Il lavoro di Elisabetta e Thomas si sottrae tanto alle mitizzazioni quanto alle demonizzazioni pregiudiziali, e risulta particolarmente pregnante nell’evocare il complicato intreccio di luci e ombre, tensioni e contrasti di questa immane trasformazione, rappresentata tramite la metafora di un treno inarrestabile, che scatena poderose energie, ma che al tempo stesso produce nuove forme di costrizione: e la domanda niente affatto retorica che in proposito si pone, è se ci sia alternativa possibile all’esser totalmente e ineluttabilmente coinvolti nella sua corsa travolgente.

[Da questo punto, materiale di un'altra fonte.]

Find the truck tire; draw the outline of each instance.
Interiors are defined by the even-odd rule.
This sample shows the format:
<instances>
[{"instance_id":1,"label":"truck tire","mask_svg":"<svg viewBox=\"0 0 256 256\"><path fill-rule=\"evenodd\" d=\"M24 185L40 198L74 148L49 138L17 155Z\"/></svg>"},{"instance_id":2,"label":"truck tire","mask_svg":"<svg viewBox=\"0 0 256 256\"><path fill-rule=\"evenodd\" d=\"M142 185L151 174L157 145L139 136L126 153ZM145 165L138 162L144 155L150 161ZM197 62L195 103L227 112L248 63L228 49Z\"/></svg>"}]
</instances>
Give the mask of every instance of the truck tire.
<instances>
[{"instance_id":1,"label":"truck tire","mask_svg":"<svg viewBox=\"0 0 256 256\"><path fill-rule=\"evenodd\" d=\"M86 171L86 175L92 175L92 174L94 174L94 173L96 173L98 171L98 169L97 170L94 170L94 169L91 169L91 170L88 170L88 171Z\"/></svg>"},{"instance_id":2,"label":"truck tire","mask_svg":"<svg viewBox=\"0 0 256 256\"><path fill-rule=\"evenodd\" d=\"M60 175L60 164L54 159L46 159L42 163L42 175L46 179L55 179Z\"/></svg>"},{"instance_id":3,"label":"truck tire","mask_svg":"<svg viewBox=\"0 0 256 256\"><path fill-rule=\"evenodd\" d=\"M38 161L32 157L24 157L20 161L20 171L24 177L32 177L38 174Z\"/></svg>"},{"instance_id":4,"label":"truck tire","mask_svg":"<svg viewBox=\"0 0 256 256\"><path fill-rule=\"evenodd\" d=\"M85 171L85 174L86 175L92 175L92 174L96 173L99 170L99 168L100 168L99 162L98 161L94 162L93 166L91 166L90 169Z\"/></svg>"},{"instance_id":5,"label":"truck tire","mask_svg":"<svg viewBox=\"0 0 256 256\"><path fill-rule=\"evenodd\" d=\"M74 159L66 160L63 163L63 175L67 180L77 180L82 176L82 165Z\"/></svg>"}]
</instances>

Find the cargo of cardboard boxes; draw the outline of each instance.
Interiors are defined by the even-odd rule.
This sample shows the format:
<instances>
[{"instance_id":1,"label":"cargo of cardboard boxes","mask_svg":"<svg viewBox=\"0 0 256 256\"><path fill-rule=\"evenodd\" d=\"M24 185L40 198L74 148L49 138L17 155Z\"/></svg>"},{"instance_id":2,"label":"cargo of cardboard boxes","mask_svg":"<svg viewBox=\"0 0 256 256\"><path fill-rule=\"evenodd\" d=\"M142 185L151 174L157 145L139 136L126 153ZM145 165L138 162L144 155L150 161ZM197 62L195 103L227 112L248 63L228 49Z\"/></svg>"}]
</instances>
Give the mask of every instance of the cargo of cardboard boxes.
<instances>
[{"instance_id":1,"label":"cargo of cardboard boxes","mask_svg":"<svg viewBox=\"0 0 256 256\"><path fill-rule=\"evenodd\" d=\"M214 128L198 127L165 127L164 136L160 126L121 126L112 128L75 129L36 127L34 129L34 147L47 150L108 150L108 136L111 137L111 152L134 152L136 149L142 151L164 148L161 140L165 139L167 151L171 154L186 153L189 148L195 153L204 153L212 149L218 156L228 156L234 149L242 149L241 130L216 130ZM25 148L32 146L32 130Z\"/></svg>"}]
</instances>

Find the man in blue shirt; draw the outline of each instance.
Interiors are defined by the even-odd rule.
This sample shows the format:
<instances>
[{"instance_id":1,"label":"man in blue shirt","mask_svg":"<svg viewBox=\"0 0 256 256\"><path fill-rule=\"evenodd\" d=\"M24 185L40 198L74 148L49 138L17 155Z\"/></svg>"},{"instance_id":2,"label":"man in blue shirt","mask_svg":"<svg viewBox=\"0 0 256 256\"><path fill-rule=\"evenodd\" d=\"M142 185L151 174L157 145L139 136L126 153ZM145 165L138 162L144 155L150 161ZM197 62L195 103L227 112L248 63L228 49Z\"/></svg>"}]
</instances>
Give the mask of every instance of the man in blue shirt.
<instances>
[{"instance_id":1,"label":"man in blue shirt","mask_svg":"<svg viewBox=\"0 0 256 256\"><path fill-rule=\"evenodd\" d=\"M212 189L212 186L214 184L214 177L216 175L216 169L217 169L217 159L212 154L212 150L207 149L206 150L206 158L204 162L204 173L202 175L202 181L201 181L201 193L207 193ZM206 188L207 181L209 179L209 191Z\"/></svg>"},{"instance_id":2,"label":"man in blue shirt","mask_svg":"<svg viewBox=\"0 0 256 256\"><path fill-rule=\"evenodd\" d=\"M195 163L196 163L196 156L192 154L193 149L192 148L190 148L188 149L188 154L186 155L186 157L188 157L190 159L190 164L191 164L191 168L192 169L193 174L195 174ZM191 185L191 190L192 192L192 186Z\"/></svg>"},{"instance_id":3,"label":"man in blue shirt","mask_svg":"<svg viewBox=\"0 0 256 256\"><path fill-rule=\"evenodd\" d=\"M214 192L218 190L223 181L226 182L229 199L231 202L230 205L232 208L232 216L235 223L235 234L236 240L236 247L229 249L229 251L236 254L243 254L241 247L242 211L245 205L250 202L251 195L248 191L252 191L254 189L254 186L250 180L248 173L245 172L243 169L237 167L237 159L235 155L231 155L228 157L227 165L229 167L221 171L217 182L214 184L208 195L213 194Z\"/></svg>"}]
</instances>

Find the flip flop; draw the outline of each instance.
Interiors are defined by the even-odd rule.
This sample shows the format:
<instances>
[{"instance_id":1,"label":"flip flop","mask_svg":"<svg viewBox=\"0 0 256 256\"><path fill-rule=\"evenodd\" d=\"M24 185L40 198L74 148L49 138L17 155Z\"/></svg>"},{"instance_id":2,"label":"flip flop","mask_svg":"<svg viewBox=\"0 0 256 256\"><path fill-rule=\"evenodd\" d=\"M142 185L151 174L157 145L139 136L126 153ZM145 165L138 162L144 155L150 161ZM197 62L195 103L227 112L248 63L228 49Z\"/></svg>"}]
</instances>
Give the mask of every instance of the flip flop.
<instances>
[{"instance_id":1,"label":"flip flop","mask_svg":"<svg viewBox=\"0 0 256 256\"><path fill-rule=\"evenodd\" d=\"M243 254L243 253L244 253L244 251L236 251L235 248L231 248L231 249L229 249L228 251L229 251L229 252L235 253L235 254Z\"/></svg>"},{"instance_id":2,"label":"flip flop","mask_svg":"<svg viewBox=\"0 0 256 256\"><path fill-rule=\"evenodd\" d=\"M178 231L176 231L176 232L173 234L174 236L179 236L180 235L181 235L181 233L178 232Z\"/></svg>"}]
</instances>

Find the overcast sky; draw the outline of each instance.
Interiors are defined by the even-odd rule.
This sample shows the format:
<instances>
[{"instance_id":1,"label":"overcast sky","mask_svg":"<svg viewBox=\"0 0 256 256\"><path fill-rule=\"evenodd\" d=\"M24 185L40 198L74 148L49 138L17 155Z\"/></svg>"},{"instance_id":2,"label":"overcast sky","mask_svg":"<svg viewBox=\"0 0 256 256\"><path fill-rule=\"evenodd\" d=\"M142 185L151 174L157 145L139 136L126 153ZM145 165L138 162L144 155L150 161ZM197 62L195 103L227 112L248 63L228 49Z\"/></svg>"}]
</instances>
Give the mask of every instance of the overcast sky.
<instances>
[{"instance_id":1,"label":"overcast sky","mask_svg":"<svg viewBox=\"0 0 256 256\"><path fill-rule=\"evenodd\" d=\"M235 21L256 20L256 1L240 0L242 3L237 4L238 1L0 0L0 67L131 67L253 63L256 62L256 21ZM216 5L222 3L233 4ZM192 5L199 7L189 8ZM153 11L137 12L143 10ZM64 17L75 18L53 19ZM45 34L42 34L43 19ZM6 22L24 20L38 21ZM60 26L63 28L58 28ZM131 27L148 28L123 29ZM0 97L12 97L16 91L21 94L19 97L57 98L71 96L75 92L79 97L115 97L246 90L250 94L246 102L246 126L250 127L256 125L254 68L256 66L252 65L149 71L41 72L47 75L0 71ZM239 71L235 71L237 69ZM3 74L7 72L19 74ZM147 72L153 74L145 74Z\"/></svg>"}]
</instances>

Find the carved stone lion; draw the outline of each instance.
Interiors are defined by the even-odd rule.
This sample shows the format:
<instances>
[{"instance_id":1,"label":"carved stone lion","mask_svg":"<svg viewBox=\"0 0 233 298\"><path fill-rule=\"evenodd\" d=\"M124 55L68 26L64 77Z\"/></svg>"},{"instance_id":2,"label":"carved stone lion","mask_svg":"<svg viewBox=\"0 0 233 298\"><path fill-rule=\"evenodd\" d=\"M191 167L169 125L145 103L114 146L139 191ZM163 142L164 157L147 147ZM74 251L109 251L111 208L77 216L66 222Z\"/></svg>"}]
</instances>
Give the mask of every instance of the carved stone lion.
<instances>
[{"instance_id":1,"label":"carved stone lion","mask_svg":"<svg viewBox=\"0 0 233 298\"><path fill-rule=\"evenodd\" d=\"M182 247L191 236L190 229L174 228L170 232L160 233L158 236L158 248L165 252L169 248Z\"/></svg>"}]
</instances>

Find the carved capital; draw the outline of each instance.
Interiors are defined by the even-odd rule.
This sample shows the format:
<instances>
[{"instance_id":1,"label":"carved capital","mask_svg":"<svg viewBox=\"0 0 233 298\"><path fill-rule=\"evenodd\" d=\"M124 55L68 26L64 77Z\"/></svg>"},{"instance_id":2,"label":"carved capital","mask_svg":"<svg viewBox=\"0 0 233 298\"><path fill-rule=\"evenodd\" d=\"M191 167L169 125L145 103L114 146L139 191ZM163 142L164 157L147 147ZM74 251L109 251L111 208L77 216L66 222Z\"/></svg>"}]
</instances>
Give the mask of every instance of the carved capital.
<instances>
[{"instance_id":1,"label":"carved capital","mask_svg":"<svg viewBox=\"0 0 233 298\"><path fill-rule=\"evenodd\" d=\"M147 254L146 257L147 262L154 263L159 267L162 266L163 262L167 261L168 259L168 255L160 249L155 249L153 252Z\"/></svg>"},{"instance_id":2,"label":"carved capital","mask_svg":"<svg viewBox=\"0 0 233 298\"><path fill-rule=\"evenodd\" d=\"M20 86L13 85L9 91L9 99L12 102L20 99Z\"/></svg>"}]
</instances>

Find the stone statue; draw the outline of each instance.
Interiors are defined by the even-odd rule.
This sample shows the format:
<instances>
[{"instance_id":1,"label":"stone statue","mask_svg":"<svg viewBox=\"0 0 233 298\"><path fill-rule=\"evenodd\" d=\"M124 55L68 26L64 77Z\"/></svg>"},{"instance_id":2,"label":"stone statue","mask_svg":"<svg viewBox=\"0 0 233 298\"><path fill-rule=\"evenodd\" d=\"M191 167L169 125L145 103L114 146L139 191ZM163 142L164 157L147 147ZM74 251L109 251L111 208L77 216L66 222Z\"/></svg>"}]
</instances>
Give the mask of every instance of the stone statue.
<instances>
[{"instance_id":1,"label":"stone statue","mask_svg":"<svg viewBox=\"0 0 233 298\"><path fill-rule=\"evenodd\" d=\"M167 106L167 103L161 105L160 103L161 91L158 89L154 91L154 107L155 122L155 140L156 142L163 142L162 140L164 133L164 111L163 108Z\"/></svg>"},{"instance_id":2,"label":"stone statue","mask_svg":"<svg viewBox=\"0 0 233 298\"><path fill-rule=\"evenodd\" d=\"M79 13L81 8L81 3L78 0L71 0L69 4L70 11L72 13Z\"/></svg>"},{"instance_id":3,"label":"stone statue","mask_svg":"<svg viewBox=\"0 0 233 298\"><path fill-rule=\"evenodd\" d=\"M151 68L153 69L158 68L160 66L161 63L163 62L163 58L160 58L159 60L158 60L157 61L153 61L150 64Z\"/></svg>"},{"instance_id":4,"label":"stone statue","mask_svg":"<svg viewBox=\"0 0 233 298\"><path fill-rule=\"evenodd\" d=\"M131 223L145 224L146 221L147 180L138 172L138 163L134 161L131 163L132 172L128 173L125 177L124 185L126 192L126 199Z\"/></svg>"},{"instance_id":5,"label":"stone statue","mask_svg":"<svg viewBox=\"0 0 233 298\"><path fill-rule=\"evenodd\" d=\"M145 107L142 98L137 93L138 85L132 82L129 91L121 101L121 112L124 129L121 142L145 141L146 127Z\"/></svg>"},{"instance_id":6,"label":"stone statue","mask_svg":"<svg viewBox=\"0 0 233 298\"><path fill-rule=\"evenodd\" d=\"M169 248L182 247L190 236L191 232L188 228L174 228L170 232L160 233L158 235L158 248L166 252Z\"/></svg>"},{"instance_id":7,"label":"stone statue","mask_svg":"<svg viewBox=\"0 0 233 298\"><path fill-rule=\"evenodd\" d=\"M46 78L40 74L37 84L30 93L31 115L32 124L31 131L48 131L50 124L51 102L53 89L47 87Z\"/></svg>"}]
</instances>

E’ questo un interrogativo che sta sullo sfondo anche della rappresentazione dei cinesi della diaspora – visti attraverso gli occhi dei più giovani che spesso se ne fanno (non senza fatica) intermediatori linguistici e culturali – e a quanto pare connotati non meno dei cinesi della madrepatria da una strenua dedizione al lavoro e alla famiglia che si suole classificare come “tipicamente confuciana”, ma che i più vecchi tra noi riconosceranno invece per certi versi affine ad atteggiamenti d’un tempo assai poco esotici e alquanto familiari, ossia allo spirito di sacrificio in nome del futuro di figli e nipoti che ha caratterizzato generazioni passate di nostri connazionali, inclusa quella che ha ricostruito l’Italia nel dopoguerra, per cui l’emancipazione dalla povertà era un’ ardua battaglia quotidiana. Comunque si esaminino tali dinamiche, si tratta comunque di vissuti intricati, la cui valutazione in termini di costi e benefici (non solo economici) per i soggetti che vi sono a vario titolo implicati richiederebbe ulteriori, approfondite indagini. In ogni caso, esse non appaiono riconducibili tout court, nella loro problematica densità esistenziale, alla magniloquente celebrazione della funzionalità e dell’efficienza di una disciplina autoritaria che oggi viene presentata dalla leadership della RPC (e da non pochi suoi apologeti occidentali) come indiscutibile ed eterna quintessenza della sinità.
Nella non-conclusione che Project China configura, v’è l’invito a oltrepassare tale genere di rappresentazione astratta e reificata per restituire visibilità alla concretezza irriducibile delle esperienze umane a cui essa ambisce a sovrapporsi, e a continuare con nuovi viatici l’esplorazione intrapresa.